S’agissant de ses problèmes de santé, il n’appartient pas au tribunal d’examiner s’ils sont susceptibles de remettre en cause l’exigibilité de son renvoi, étant relevé que pour l’heure, aucun élément ne l’indique. En particulier, le fait qu’il suive un traitement médical, vraisemblablement sous la forme d’antibiotiques, ne constitue pas à priori un empêchement de retourner dans son pays d’origine, cas échéant muni d’une réserve de médicaments devant lui permettre de poursuivre le traitement en cours. Quant à la perspective d’une intervention chirurgicale, il ne s’agit, à ce stade, que d’une simple hypothèse, outre le fait que l’on ne saurait à priori partir de l’idée que cette intervention ne pourrait pas être pratiquée au Maroc.

Il existe par ailleurs un intérêt public important à pouvoir procéder à l’expulsion judiciaire de M. A______, compte tenu de la menace qu’il représente pour l’ordre et la sécurité publics.

Les autorités chargées de cette expulsion n’ont pas tardé dans les démarches que cela supposait et ont ainsi respecté leur devoir de célérité.

Enfin, quant à la durée de la détention, fixée à trois mois, elle n’apparaît pas à priori disproportionnée, compte tenu des délais exigés par les différentes étapes du retour au Maroc, dont en particulier le délai pour la délivrance d’un laissez-passer, puis le délai minimum de six semaines qui doit séparer la date de délivrance de ce document et la date d’un vol à destination du Maroc, conformément aux accords conclus entre ce pays et la Suisse.

12.        Au vu de ce qui précède, il y a lieu de confirmer l'ordre de mise en détention administrative de M. A______ pour une durée de trois mois.

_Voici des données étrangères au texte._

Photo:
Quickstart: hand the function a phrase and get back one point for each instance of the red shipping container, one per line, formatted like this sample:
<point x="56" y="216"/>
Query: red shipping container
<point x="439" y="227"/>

13.        Conformément à l'art. 9 al. 6 LaLEtr, le présent jugement sera communiqué à M. A______, à son avocat et au commissaire de police. En vertu des art. 89 al. 2 et 111 al. 2 de la loi sur le Tribunal fédéral du 17 juin 2005 (LTF - RS 173.110), il sera en outre communiqué au secrétariat d'État aux migrations.


 

PAR CES MOTIFS

LE TRIBUNAL ADMINISTRATIF

DE PREMIÈRE INSTANCE

1.             confirme l’ordre de mise en détention administrative pris par le commissaire de police le 18 décembre 2024 à 16h25 à l’encontre de Monsieur A______ pour une durée de trois mois, soit jusqu'au 17 mars 2025 inclus ;

2.             dit que, conformément aux art. 132 LOJ, 10 al. 1 LaLEtr et 65 LPA, le présent jugement est susceptible de faire l'objet d'un recours auprès de la chambre administrative de la Cour de justice (10 rue de Saint-Léger, case postale 1956, 1211 Genève 1) dans les 10 jours à compter de sa notification. L'acte de recours doit être dûment motivé et contenir, sous peine d'irrecevabilité, la désignation du jugement attaqué et les conclusions du recourant. Il doit être accompagné du présent jugement et des autres pièces dont dispose le recourant.

 

Au nom du Tribunal :

Le président

Olivier BINDSCHEDLER TORNARE

 

Copie conforme de ce jugement est communiquée à Monsieur A______, à son avocat, au commissaire de police et au secrétariat d'État aux migrations.